The delivery of health care in the UK is coming under intense scrutiny by politicians. Central to their current argument is the concept that good quality diagnosis and management can be moved out of large hospital facilities and brought closer to patients.3 Such changes will inevitably place new responsibilities on doctors working in the community and reduce the need for large numbers of hospital based specialists. As a result, it is probable that the UK will see the emergence of office based practices,4 the development of polyclinics, and possibly, doctors chambers. For many trainees both the immediate and long term uncertainty generated by these changes has caused alarm. Although such concerns about the availability of consultant posts is not new,5 for some years the hope has been that there would be a close match between training programmes and vacancies. The changes that are now taking place cast some doubts on the likelihood that this will be achieved in the short term.

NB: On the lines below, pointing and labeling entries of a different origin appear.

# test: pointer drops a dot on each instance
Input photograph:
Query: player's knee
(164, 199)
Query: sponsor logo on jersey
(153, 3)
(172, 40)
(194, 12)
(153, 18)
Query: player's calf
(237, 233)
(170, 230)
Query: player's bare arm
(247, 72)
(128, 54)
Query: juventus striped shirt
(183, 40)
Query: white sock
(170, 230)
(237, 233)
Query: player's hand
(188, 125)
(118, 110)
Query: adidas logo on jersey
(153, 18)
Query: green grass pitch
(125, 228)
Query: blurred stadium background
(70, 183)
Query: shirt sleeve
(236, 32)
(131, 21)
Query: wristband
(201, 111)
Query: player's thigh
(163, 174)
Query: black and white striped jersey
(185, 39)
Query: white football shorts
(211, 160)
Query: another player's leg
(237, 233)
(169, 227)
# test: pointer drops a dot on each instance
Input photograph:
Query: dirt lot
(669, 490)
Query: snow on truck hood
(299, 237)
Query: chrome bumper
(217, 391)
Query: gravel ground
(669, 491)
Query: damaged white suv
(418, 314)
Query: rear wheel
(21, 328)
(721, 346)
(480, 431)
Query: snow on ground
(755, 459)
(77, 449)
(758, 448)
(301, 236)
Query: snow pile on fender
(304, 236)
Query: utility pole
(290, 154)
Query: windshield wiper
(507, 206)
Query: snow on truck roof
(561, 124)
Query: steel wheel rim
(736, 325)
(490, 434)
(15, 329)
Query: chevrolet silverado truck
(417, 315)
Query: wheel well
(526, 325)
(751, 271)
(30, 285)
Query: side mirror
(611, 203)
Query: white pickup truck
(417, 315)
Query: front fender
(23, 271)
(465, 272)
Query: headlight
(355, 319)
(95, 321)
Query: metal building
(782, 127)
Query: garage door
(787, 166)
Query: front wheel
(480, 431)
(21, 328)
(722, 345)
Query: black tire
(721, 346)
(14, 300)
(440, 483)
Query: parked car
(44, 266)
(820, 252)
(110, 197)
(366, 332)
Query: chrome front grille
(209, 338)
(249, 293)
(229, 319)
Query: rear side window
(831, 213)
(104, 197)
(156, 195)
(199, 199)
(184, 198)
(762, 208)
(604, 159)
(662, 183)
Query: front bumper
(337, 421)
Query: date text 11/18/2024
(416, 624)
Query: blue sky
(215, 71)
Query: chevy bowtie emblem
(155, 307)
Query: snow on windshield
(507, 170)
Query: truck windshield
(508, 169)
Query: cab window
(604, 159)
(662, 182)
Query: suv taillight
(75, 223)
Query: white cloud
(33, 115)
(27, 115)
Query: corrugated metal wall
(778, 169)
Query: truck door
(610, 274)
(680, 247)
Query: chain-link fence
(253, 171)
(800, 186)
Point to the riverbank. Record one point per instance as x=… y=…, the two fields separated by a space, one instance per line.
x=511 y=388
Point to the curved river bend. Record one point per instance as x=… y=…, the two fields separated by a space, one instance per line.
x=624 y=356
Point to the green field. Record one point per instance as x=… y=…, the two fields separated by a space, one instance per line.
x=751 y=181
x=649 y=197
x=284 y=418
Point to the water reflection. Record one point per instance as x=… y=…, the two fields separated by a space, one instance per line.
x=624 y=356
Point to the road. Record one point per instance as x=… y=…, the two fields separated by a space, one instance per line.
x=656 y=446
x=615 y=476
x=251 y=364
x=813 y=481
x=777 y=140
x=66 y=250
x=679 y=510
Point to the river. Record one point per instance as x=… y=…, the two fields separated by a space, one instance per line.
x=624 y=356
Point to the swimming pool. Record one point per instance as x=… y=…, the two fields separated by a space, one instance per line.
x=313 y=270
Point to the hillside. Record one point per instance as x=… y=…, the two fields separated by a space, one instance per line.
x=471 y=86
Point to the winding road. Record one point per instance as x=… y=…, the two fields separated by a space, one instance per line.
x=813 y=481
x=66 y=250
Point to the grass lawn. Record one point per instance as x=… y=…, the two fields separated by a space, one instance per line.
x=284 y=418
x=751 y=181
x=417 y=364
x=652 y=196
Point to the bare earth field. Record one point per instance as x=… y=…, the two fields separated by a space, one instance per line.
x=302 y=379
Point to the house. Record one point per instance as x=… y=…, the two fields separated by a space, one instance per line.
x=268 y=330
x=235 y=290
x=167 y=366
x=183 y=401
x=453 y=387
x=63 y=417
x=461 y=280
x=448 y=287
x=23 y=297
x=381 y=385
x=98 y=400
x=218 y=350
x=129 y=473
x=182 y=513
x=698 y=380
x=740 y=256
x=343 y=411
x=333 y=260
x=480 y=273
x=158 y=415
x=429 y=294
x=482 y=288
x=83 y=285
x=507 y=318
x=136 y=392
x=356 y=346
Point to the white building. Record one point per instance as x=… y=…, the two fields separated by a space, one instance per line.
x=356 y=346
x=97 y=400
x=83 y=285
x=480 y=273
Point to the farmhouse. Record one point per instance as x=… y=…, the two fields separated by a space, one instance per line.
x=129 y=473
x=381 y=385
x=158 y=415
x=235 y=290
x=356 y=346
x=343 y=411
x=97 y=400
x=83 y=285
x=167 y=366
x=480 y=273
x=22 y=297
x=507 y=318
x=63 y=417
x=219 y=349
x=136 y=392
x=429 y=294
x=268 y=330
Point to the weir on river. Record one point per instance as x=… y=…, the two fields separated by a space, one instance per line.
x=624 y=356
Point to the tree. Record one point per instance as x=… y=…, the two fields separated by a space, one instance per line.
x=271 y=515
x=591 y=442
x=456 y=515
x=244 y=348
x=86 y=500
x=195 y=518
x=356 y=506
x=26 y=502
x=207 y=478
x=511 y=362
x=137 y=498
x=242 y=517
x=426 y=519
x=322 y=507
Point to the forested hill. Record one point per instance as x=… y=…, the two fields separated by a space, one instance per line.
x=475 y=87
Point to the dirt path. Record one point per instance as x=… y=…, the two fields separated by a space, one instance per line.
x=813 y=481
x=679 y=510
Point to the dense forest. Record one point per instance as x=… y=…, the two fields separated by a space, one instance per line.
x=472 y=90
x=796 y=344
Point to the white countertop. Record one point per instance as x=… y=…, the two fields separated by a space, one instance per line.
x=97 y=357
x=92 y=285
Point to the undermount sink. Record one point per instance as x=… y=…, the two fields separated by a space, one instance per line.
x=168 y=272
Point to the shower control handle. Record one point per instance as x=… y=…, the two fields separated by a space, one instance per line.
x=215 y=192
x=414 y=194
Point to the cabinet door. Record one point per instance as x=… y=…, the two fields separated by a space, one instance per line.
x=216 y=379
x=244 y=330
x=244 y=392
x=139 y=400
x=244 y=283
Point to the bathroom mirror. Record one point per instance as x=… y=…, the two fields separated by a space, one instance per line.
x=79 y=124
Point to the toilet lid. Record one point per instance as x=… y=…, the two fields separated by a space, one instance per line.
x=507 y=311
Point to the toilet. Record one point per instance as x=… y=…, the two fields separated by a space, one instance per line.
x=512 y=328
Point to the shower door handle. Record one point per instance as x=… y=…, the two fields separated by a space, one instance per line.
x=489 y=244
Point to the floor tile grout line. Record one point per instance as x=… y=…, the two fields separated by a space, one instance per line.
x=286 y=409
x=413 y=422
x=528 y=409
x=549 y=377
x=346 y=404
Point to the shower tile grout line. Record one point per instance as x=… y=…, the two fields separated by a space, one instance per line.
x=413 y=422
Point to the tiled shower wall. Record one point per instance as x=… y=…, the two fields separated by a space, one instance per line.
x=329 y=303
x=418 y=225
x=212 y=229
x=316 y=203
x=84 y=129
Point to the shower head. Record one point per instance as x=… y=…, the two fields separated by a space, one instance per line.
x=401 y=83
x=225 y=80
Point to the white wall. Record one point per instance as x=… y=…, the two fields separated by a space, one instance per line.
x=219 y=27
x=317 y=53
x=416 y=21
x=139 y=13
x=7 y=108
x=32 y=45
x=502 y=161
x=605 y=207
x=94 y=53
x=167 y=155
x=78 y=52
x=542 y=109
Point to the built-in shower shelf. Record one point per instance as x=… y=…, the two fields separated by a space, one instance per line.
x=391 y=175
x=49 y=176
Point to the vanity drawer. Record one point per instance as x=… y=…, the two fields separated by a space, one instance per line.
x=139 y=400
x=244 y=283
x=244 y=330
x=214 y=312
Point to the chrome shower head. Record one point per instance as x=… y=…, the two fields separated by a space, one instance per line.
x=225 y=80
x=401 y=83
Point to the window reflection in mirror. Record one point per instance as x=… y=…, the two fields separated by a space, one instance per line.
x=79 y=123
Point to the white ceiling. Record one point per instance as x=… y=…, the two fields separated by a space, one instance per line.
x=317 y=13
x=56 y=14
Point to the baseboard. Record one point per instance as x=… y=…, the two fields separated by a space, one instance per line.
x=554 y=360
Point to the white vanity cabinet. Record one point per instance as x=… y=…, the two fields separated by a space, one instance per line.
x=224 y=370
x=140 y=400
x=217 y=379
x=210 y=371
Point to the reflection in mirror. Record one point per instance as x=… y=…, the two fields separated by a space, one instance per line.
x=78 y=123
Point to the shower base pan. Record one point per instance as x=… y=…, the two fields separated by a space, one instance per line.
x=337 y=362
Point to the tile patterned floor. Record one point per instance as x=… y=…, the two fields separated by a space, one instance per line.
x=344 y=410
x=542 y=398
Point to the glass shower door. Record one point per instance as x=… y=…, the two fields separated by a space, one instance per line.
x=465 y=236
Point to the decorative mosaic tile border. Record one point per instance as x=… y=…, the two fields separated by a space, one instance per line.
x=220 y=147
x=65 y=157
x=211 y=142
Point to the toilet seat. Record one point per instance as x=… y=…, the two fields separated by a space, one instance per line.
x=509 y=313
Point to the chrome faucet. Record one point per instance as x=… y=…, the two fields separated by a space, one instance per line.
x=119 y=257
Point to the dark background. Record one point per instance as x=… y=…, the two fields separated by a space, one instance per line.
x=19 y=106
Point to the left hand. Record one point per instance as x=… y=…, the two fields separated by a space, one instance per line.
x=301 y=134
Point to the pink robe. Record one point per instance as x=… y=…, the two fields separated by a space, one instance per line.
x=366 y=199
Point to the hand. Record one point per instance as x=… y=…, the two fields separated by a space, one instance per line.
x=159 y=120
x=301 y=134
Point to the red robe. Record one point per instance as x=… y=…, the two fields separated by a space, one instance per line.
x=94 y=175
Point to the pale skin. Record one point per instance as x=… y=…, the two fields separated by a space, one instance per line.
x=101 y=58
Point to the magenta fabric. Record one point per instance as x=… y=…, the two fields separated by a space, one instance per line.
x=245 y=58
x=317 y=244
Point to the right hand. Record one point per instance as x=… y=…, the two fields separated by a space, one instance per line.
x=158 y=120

Against this background, together with the emergence of a significant independent health service provider network, many registrars see themselves as providing specialty care directly to patients in the community. Clearly, such a movement should be recognised and supported with appropriate training programmes. It is only then that we can ensure that the care patients receive will be of the highest quality and that it will dovetail with the services provided by family doctors and general practitioners with special interests. In effect anyone diagnosed with a chronic disease will be able to receive specialist care within the community by specialists whose specific training will make them “fit for purpose”. That this training should be delivered through universities on a distance and flexible learning programme, recognised through the award of a formal certificate, diploma or degree depending upon the length and nature of study, will ensure that there is an independent and robust assessment of candidates. Such a qualification will not be mandatory, but rather demonstrate a degree of excellence on behalf of its holder. It may well prove helpful in overcoming some of the professional reluctance to breaking down traditional barriers which exist between community and hospital based practice.6
We thank Jayesh Navekar in the web technical department of University Hospitals of Leicester NHS Trust for his help in developing the online questionnaire.